New Direct Repair Program Comes Under Fire in California
California drivers are criticizing a bill which would allow insurance providers to suggest third party services “direct repair programs” to the policyholder during the claims process.
Assembly Bill 1200 “Motor vehicles insurance: direct repair programs” currently prohibits insurance providers from requiring that their clients’ automobiles are repaired at specific mechanics. The only exception is under specified circumstances, wherein a client’s car requires special care.
The new bill, which is now in its third reading, would allow an auto insurance provider to provide its clients with “truthful and nondeceptive” information about suggested services that are available during the claims process. It would not, however, require clients to use the services suggested. Officials say that it simply gives the consumer the option of making an informed decision, while benefiting the insurance providers who feel it is their right to suggest benefits to their clients.

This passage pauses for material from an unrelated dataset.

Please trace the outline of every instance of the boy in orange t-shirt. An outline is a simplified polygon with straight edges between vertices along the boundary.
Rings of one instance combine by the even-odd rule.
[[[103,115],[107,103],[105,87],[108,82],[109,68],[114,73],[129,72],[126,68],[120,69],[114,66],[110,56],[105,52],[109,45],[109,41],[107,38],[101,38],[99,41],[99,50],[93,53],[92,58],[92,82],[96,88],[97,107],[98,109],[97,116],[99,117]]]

Critics of the new bill say that this would contradict California’s current position on the matter, which prohibits insurers from “steering” drivers to auto body shops. They would be allowed to “hard sell” their clients on a mechanic who is an affiliate, even if their client wishes to work with one that is independent.
Steering clients to affiliate repair shops can be a dangerous option. Many consumers feel that “direct repair contracts” between mechanics and insurance providers pushes the autoworker to cut down on costs in order to help their insurance provider save money.